LA TAILLE (op. cit.) afirma que as quatro concepções (Durkheim, Freud, Piaget e Kohlberg) concordam do ponto de vista formal da moral, uma vez que todas elas a concebem como um conjunto de deveres e, portanto, procuram estudar a gênese do sentimento de obrigatoriedade experimentado pelo sujeito moral. No entanto, o autor assevera que para se pensar na moralidade do ponto de vista afetivo, é preciso que se ultrapasse a barreira de sua relação com um conjunto de deveres.
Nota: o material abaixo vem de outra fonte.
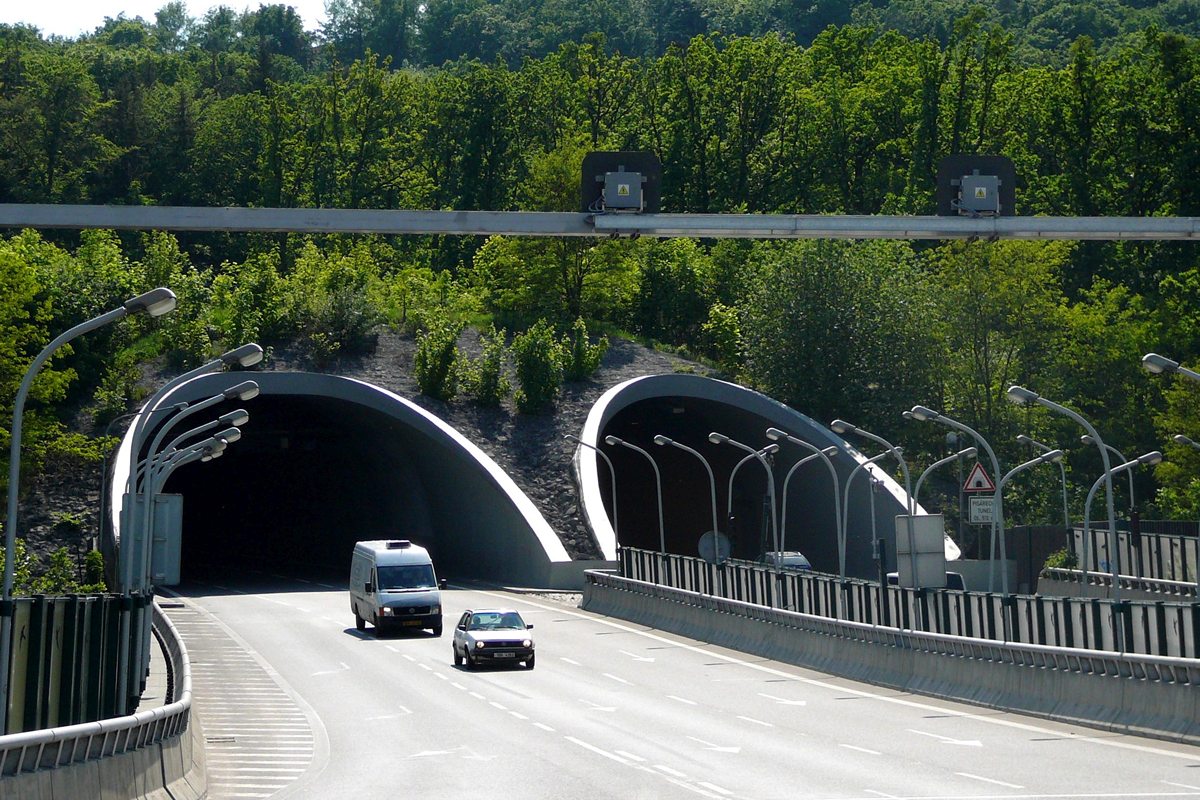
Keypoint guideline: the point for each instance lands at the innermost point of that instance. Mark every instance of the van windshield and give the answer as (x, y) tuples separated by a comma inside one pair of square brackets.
[(408, 576)]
Portanto, para o autor, as teorias elencadas acima não conjugam o dever moral com outras dimensões existenciais, o que para ele é um equívoco, pois “para compreendermos os comportamentos morais dos homens, devemos conhecer as opções éticas que eles assumem” (LA TAILLE, 2006, p. 25).

Sendo assim, o autor separa moral de ética, a fim de poder elucidar melhor cada campo. Em princípio, temos que a moral refere-se a deveres, ao como devo agir, e a ética refere-se a busca de uma vida boa.

No plano moral, percebemos que este se apresenta em todas as culturas, sendo todos os seres humanos capazes de experimentar o sentimento de obrigatoriedade, o sentimento de dever moral. Assim, para o autor, nos dias atuais, não há falta de senso moral e também não é uma boa opção teórica dividir os seres humanos em morais e não-morais, pois o problema maior não está em detectar a presença ou a ausência do sentimento de obrigatoriedade, mas sim a sua força, já que pode ser mais fraco que outros sentimentos.

No plano ético, temos a resposta à pergunta: “que vida quero viver?”, sendo essa resposta marcada por experiência subjetiva, isto é, se a ética é a busca por uma vida boa, uma vida boa seria aquela que faz sentido. Assim cada um realiza sua busca subjetivamente. Para LA TAILLE (2006), a condição necessária ao gozo da felicidade, da "vida boa", é ver a si próprio como pessoa de valor, capaz de afirmar-se enquanto tal, e de enxergar perspectivas de alcançar um grau satisfatório (expansão de si próprio).

LA TAILLE (idem, p. 58) afirma que “o sentimento de auto-respeito é o sentimento que une os planos moral e ético, pois ele é, por um lado, expressão de si próprio – portanto, elemento da 'vida boa' – e, por outro, causa essencial do sentimento de obrigatoriedade”, em síntese, respeita a moral quem é capaz de respeitar a si próprio. Assim, para o autor, toda ética (projeto de felicidade que inclua o outro) tem uma moral, pois cabe à moral regrar a vida em sociedade.